Je suis mis en examen, comment m’y préparer et quels sont mes droits ?

Par David Curiel et Anna-May Jacob Couderc, Avocats.

7824 lectures 1re Parution: 4.2  /5

Explorer : # mise en examen # droits du mis en examen # préparation juridique # détention provisoire

Aujourd’hui fréquemment pointée du doigt dans l’actualité, la mise en examen suscite inquiétudes et interrogations pour la personne concernée. Nous tentons de synthétiser dans cet article la chronologie et les principaux droits d’un individu mis en examen dans le cadre d’une information judiciaire.

-

1. Qu’est-ce qu’une mise en examen ?

Vous pouvez être mis en examen si le juge d’instruction estime qu’il existe à votre encontre des indices graves ou concordants prouvant que vous avez pu commettre une infraction.

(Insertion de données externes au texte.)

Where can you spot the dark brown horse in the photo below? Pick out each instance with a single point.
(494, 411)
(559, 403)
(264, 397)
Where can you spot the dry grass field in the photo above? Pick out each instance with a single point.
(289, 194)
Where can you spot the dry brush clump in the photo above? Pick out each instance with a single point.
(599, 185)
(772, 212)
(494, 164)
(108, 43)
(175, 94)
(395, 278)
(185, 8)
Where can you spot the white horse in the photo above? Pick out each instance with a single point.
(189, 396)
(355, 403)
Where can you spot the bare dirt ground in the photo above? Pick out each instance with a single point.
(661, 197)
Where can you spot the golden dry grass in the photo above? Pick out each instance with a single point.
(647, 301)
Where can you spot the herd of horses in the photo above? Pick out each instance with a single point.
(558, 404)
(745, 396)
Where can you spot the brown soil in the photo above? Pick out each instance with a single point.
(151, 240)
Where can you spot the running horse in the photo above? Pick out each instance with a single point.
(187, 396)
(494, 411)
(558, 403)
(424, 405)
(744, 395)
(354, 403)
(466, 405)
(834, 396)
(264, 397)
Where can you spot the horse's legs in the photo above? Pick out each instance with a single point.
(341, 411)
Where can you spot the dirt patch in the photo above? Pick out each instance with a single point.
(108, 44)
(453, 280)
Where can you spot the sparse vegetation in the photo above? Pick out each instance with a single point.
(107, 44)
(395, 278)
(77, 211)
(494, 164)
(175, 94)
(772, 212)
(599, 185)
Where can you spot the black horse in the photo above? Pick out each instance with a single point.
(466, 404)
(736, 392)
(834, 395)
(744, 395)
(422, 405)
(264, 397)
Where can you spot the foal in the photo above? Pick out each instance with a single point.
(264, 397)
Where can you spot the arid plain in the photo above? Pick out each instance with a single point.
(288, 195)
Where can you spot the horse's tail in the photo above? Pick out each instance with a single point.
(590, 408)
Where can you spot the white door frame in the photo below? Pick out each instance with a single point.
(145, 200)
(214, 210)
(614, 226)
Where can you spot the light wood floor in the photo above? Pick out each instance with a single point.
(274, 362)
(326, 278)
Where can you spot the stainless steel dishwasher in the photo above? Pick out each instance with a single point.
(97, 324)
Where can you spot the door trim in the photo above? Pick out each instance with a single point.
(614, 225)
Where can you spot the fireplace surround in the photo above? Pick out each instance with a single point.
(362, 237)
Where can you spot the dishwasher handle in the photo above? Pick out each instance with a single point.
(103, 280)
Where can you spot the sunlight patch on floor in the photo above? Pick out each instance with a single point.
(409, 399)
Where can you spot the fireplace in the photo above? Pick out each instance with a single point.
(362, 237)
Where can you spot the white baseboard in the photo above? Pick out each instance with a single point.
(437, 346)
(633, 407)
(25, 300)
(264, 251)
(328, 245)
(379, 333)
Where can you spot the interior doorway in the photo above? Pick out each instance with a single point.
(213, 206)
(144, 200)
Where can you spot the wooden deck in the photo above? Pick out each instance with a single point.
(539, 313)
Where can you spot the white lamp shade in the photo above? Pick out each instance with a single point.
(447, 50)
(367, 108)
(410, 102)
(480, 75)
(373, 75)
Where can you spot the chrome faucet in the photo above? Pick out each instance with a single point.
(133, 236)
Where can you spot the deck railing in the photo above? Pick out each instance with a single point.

Nous vous rassurons immédiatement sur le fait que cette mise en examen ne signifie pas que vous êtes coupable, il peut tout à fait y avoir un non-lieu à la fin de l’instruction. Ce non-lieu signifie qu’il n’y a pas suffisamment de preuves contre vous et que, par conséquent, vous ne serez jamais jugé pour les faits qui vous sont reprochés.

La mise en examen intervient à l’issue de l’interrogatoire de première comparution (IPC) mené par le juge d’instruction, soit directement après une garde à vue, soit à l’issue d’une enquête de police prolongée.

L’avocat est obligatoire durant l’interrogatoire de première comparution et vous avez également la possibilité d’être assisté par un interprète si besoin.

En cas d’IPC dans le cadre d’un déferrement postérieurement à une garde à vue, votre avocat aura eu très peu de temps pour consulter le dossier avant l’interrogatoire mais sera en mesure de vous communiquer les informations essentielles. Ce dernier se rendra ensuite dans les cellules du Tribunal pour s’entretenir avec vous et vous exposer les éléments à charge et à décharge retenus contre vous.

L’entretien est confidentiel et sans limite de temps. N’hésitez pas à informer votre avocat sur tout incident ayant pu survenir durant la garde à vue. Il est primordial que vous l’informiez également de tout élément susceptible de jouer en votre faveur dans l’hypothèse où le juge envisagerait un placement en détention provisoire (emploi, hébergement, famille, problèmes de santé…).

Lors de la présentation devant le juge d’instruction, vous aurez le droit de faire des déclarations spontanées, de répondre aux questions ou de vous taire.

Sauf en cas d’IPC programmé à l’avance, où vous aurez la possibilité de préparer cet interrogatoire avec votre avocat qui aura eu le temps de consulter intégralement le dossier, nous vous conseillons de ne pas répondre aux questions.

2. Que se passe-t-il à l’issue de ma mise en examen ?

Si le juge d’instruction décide de vous mettre en examen, vous pouvez :

a. Être placé sous contrôle judiciaire.

Dans ce cas, vous serez contraint de respecter un certain nombre d’obligations (pointage, soins psychologiques, formation/emploi, cautionnement...) et/ou d’interdictions (de paraître dans certains lieux, de contacter le ou la plaignante, de quitter le territoire métropolitain…).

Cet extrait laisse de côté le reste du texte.